Referral criteria to clinic

  • Drop in eGFR > 5ml/mm per year
  • Drop in eGFR > 10ml/mm in 5 year
  • Change in CKD category
  • eGFR < 45ml/min in Type 1 diabetes (
  • eGFR < 40ml/min in Type 2 diabetes
  • Significant Proteinuria (ACR > 70 or PCR > 100) regardless of diabetes type, in the absence of infection.
  • ACR > 35 or PCR > 50 in spite of ACE inhibitor or ARB therapy.
  • Significant deterioration in creatinine following use of ACE inhibitor (increase of 20% above baseline value)
  • Suspicion of non-diabetic renal disease (especially if haematuria present) (i.e. ACR 30 - 69) or absence of other microvascular disease.
  • Patients with persistent proteinuria that is less then the above should be referred to the routine hospital Diabetes Clinic. If in doubt, please discuss with the diabetes team.
  • Advanced kidney care/supportive care required for CKD 4 and 5
  • Severe dysfunction - to consider ESA at higher eGFR/Hb levels
  • HNF1B, MODY and RCAD

 

Investigations prior to referral

It is helpful to have requested some of the following, where relevant, when patients are referred to this clinic. However, the results of investigations do not need to be available when the referral is made. 

  • Full U&E’s
  • Recent dipstick urinalysis
  • Renal ultrasound
  • Immunology screening (ANA, Immunoglobulins, ANCA, CRP) especially if haematuria present
  • Myeloma screening (plasma protein electrophoresis/urine for Bence Jones protein) in patients aged over 50.
  • Calcium, Phosphate, PTH

 

Investigation of isolated microscopic haematuria

  • In patients aged < 50, this is likely to be due to intrinsic renal disease.  Please refer to the Nephrology team.
  • In older patients i.e. aged 50 and over, this is more likely to represent disease of the lower urinary tracts. These patients should have a renal USS and if this is negative, refer to the Urology team. 

 

Referal to Renal Clinic (Pre-dialysis patients)

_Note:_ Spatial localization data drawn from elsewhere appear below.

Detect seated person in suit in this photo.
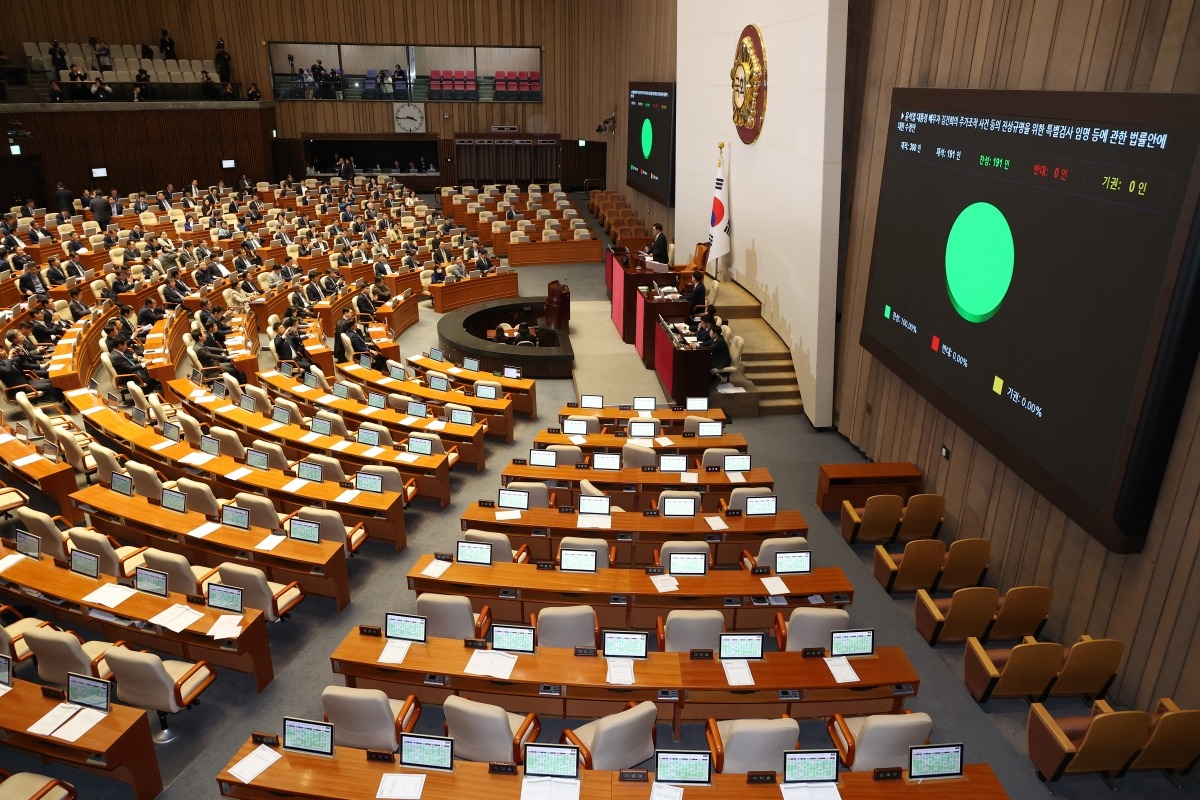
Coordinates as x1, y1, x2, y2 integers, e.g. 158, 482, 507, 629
373, 257, 393, 278
272, 320, 314, 372
332, 307, 355, 363
30, 296, 66, 344
304, 270, 326, 303
353, 286, 377, 321
162, 269, 190, 307
447, 257, 468, 281
137, 297, 165, 328
289, 283, 316, 319
8, 328, 49, 378
371, 276, 392, 304
17, 262, 48, 298
513, 321, 537, 346
0, 344, 64, 402
65, 232, 89, 255
110, 336, 161, 393
27, 221, 57, 245
692, 317, 732, 383
348, 324, 387, 372
321, 268, 345, 295
45, 257, 68, 287
687, 270, 707, 310
475, 250, 495, 275
67, 286, 92, 321
429, 263, 447, 284
264, 263, 285, 289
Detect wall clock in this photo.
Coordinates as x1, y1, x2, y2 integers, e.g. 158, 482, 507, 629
730, 25, 767, 144
393, 102, 426, 133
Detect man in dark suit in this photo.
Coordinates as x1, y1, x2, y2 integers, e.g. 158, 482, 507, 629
353, 286, 377, 321
304, 271, 326, 303
90, 194, 112, 228
348, 324, 386, 370
645, 223, 668, 263
110, 336, 161, 393
273, 320, 314, 371
45, 257, 68, 286
137, 297, 164, 328
27, 222, 57, 245
431, 243, 452, 265
54, 183, 74, 215
17, 263, 47, 298
131, 195, 150, 214
687, 270, 706, 310
475, 251, 494, 275
373, 257, 393, 279
155, 191, 173, 212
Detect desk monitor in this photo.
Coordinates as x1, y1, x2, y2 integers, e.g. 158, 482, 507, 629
449, 408, 473, 426
577, 495, 611, 516
245, 449, 270, 471
296, 460, 324, 483
662, 496, 697, 517
529, 448, 557, 467
0, 654, 10, 687
302, 371, 321, 389
213, 380, 227, 399
70, 549, 100, 580
562, 419, 588, 436
668, 551, 707, 577
389, 365, 408, 381
282, 717, 335, 758
503, 365, 521, 379
909, 744, 964, 781
15, 530, 40, 560
358, 355, 373, 371
685, 396, 709, 412
784, 750, 840, 785
659, 454, 687, 473
559, 547, 599, 573
134, 566, 169, 597
161, 488, 187, 513
200, 434, 221, 456
129, 407, 147, 428
367, 391, 387, 409
429, 347, 443, 362
633, 396, 656, 412
655, 750, 712, 786
399, 732, 454, 771
385, 612, 427, 642
592, 452, 621, 471
628, 420, 656, 438
110, 472, 134, 497
580, 394, 603, 409
455, 540, 493, 565
288, 518, 321, 544
745, 495, 778, 516
356, 427, 380, 447
462, 356, 480, 371
310, 416, 332, 436
238, 394, 257, 412
498, 488, 529, 510
525, 744, 580, 780
221, 504, 251, 530
355, 472, 383, 493
278, 362, 295, 378
476, 383, 499, 400
602, 630, 648, 659
331, 382, 350, 399
67, 673, 110, 713
696, 421, 723, 437
491, 623, 536, 654
723, 454, 751, 472
207, 582, 244, 613
163, 421, 182, 442
406, 436, 432, 456
406, 401, 428, 418
719, 633, 765, 661
774, 550, 812, 575
830, 629, 875, 658
429, 376, 449, 392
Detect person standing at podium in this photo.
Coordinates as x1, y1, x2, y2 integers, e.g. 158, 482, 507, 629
643, 223, 668, 264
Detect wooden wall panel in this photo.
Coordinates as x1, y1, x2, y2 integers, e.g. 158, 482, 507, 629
836, 0, 1200, 709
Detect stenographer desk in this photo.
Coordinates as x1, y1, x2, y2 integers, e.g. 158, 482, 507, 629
406, 554, 850, 630
635, 286, 692, 368
331, 632, 914, 736
63, 388, 408, 551
70, 484, 351, 610
458, 505, 807, 565
409, 353, 538, 418
258, 370, 488, 472
0, 544, 275, 691
0, 677, 163, 800
654, 320, 711, 404
533, 430, 748, 458
556, 404, 725, 431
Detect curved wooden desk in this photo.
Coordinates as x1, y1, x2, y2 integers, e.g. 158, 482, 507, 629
507, 238, 604, 266
0, 427, 84, 524
428, 271, 519, 313
408, 353, 537, 418
556, 403, 726, 430
533, 430, 749, 456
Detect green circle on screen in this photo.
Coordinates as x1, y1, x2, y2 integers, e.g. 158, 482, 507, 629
641, 118, 653, 159
945, 202, 1014, 323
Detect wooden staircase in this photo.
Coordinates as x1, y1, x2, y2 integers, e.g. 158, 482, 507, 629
740, 350, 803, 415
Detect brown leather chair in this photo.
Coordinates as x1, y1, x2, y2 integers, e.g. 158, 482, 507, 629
1122, 698, 1200, 777
873, 539, 945, 594
1042, 635, 1123, 702
933, 537, 990, 592
893, 493, 945, 542
984, 585, 1052, 642
1027, 700, 1150, 783
963, 636, 1064, 703
840, 494, 903, 545
915, 586, 999, 646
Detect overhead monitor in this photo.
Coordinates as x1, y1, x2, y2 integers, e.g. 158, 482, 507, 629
69, 549, 100, 580
685, 396, 709, 411
524, 744, 580, 780
601, 629, 648, 659
559, 547, 598, 573
490, 623, 536, 654
723, 454, 751, 472
207, 582, 244, 613
529, 448, 557, 467
667, 551, 707, 576
222, 159, 236, 169
592, 452, 621, 471
745, 495, 778, 516
830, 629, 875, 658
784, 750, 840, 785
654, 750, 711, 786
91, 167, 108, 178
626, 82, 678, 207
633, 396, 656, 412
221, 504, 251, 530
399, 733, 454, 771
696, 421, 723, 437
498, 488, 529, 510
577, 495, 611, 516
455, 540, 493, 565
659, 454, 687, 473
67, 673, 111, 712
385, 612, 427, 642
662, 496, 697, 517
773, 550, 812, 575
287, 518, 321, 544
161, 488, 187, 513
282, 717, 335, 758
580, 394, 604, 409
718, 633, 765, 661
909, 744, 964, 781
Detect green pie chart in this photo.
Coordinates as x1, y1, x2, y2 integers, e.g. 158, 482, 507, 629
641, 118, 653, 159
945, 202, 1014, 323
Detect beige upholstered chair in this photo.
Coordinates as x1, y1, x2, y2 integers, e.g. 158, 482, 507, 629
706, 716, 800, 773
415, 593, 490, 639
700, 447, 739, 470
558, 537, 615, 569
294, 506, 366, 555
656, 540, 711, 568
105, 645, 216, 742
505, 480, 555, 508
0, 769, 77, 799
561, 701, 658, 770
827, 711, 933, 771
125, 460, 176, 496
773, 607, 851, 652
216, 562, 304, 622
720, 486, 773, 513
531, 606, 599, 649
740, 537, 810, 571
0, 605, 53, 663
321, 686, 421, 751
209, 426, 246, 459
23, 627, 115, 684
13, 507, 76, 562
231, 492, 283, 530
443, 695, 541, 763
174, 476, 223, 517
463, 529, 528, 563
620, 443, 656, 469
67, 528, 147, 578
656, 609, 724, 652
142, 548, 219, 596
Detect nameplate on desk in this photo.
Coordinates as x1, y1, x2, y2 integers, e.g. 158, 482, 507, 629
565, 402, 579, 408
539, 684, 563, 697
537, 562, 556, 571
574, 646, 597, 657
434, 552, 453, 562
614, 431, 627, 438
359, 625, 382, 637
512, 458, 527, 465
682, 432, 696, 438
366, 750, 395, 763
532, 529, 548, 537
338, 480, 353, 489
478, 500, 495, 508
464, 638, 487, 649
41, 686, 66, 700
573, 463, 589, 470
671, 405, 685, 412
873, 767, 903, 781
725, 509, 743, 517
802, 648, 826, 659
547, 428, 561, 434
641, 466, 656, 473
705, 465, 720, 472
642, 509, 659, 516
618, 405, 632, 411
52, 558, 69, 570
252, 731, 280, 747
205, 514, 220, 523
689, 649, 714, 660
488, 762, 518, 775
620, 770, 649, 783
645, 566, 664, 575
147, 496, 161, 506
557, 506, 575, 514
747, 772, 777, 785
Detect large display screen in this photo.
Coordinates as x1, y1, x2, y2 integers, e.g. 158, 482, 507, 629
860, 89, 1200, 553
626, 82, 676, 206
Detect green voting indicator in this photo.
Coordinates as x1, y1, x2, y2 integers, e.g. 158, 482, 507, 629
641, 118, 653, 160
945, 202, 1014, 323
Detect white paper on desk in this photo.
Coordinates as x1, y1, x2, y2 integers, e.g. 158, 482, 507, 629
335, 489, 361, 504
260, 370, 279, 379
225, 467, 253, 481
448, 366, 462, 375
0, 433, 13, 444
362, 446, 385, 458
228, 743, 282, 784
679, 472, 699, 484
292, 384, 315, 394
358, 405, 379, 415
759, 576, 789, 596
261, 421, 285, 433
521, 776, 581, 800
49, 363, 66, 372
255, 534, 285, 551
51, 353, 72, 361
399, 415, 420, 426
576, 514, 612, 529
178, 451, 217, 466
627, 438, 653, 448
377, 773, 426, 800
0, 553, 25, 574
186, 521, 222, 539
649, 782, 684, 800
150, 603, 203, 633
217, 404, 238, 413
780, 784, 842, 800
227, 337, 245, 346
378, 639, 411, 665
722, 658, 755, 686
315, 394, 338, 404
606, 657, 635, 685
282, 477, 311, 493
196, 395, 218, 403
824, 656, 861, 684
377, 376, 397, 386
82, 583, 137, 609
66, 388, 90, 397
189, 389, 206, 399
705, 515, 729, 531
52, 707, 107, 742
464, 649, 517, 679
330, 440, 352, 451
12, 453, 42, 467
81, 406, 104, 416
150, 439, 175, 451
426, 420, 446, 431
655, 436, 674, 447
650, 574, 679, 593
394, 452, 419, 463
420, 559, 452, 579
299, 431, 322, 443
28, 703, 80, 736
208, 614, 244, 639
0, 683, 10, 697
566, 434, 588, 446
726, 471, 746, 483
495, 509, 522, 521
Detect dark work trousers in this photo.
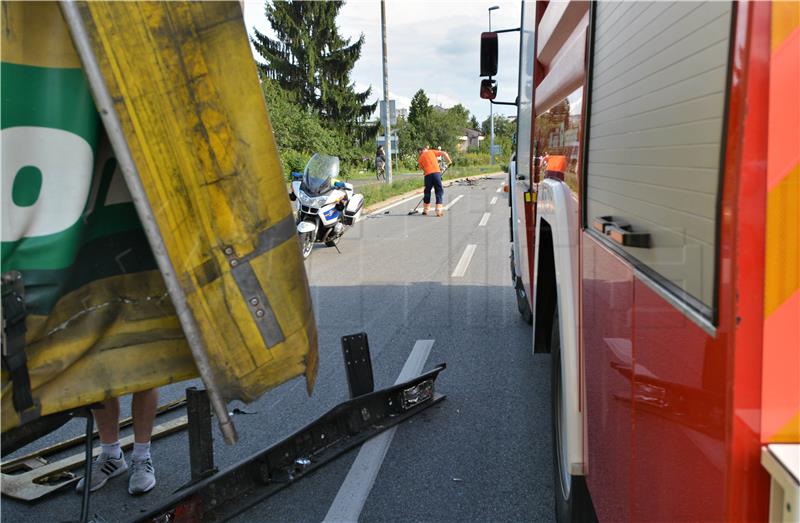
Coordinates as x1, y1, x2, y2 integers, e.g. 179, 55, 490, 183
423, 172, 444, 204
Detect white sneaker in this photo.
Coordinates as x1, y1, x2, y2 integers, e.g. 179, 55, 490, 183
75, 453, 128, 493
128, 457, 156, 495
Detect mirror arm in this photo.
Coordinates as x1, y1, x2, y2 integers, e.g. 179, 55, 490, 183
490, 100, 518, 106
494, 27, 521, 34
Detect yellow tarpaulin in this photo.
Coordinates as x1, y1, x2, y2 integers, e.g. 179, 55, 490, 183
1, 1, 317, 433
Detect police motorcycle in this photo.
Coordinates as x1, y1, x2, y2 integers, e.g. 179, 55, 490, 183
290, 154, 364, 259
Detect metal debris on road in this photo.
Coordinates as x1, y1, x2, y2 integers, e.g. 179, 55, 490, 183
229, 407, 257, 416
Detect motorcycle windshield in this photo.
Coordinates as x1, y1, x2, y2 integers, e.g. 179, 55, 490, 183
302, 153, 340, 195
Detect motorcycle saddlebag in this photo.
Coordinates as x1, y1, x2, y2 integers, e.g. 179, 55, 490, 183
343, 194, 364, 225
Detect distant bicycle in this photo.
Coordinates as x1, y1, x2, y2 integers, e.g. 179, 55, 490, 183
375, 159, 386, 181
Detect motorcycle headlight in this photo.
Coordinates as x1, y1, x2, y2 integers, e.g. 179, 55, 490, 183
297, 191, 309, 205
298, 191, 328, 208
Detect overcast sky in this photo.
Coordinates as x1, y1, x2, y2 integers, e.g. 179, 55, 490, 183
242, 0, 522, 125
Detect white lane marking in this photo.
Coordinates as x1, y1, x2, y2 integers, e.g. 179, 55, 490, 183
478, 212, 491, 227
444, 194, 463, 210
451, 244, 477, 278
490, 196, 498, 205
496, 186, 503, 193
322, 339, 435, 523
356, 193, 422, 222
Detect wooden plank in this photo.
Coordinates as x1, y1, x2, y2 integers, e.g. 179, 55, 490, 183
1, 416, 188, 501
1, 398, 186, 474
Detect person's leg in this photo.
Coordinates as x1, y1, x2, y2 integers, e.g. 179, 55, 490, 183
94, 398, 121, 449
76, 398, 127, 492
129, 388, 158, 494
423, 174, 433, 215
132, 388, 158, 446
434, 173, 445, 216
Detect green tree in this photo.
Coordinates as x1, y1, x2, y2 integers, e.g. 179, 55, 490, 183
408, 89, 432, 128
480, 114, 515, 159
399, 97, 472, 156
469, 115, 480, 130
252, 1, 377, 135
426, 104, 470, 152
481, 114, 515, 138
261, 79, 364, 177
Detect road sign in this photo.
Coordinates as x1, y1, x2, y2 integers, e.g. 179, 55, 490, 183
376, 134, 399, 152
491, 144, 503, 156
379, 100, 396, 127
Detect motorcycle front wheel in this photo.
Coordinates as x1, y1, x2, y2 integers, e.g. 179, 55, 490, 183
300, 232, 314, 259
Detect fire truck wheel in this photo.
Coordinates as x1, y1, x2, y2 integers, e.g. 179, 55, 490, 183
515, 276, 533, 325
551, 309, 595, 523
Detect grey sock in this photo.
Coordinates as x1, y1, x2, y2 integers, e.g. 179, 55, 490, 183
100, 442, 122, 459
132, 441, 151, 462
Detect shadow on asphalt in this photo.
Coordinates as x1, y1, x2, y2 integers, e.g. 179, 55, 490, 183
1, 283, 552, 523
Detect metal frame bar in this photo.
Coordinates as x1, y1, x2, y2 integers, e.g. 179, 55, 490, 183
135, 364, 447, 523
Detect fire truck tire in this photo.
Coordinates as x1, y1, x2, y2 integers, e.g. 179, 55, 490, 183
551, 309, 596, 523
515, 276, 533, 325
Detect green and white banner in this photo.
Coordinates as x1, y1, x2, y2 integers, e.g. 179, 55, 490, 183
1, 2, 196, 433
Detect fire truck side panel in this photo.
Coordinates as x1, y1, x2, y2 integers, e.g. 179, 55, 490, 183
631, 277, 727, 521
724, 2, 773, 520
522, 0, 789, 520
577, 1, 779, 520
761, 0, 800, 445
582, 236, 634, 522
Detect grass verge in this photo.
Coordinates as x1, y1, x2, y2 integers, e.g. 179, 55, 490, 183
358, 165, 502, 207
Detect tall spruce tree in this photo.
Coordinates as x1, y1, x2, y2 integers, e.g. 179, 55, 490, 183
408, 89, 432, 128
252, 1, 376, 135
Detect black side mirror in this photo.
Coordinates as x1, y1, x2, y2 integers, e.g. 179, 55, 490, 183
480, 79, 497, 100
480, 32, 498, 77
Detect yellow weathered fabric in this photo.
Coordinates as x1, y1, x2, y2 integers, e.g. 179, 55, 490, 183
1, 2, 317, 432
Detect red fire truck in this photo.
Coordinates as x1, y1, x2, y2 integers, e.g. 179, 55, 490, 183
482, 1, 799, 521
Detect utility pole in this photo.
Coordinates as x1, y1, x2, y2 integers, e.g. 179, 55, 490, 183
381, 0, 392, 183
488, 5, 499, 165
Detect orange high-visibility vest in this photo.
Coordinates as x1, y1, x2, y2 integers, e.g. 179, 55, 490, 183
545, 155, 567, 173
418, 150, 442, 175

Patients with eGFR < 25ml/min (approx.) will be referred to the low GFR clinic for management of anaemia and for counselling regarding possible dialysis. Patients usually attend this clinic every 6-8 weeks. In view of this, they are usually discharged from the Combined Diabetic Renal Clinic and referred back to attend a routine hospital diabetes clinic.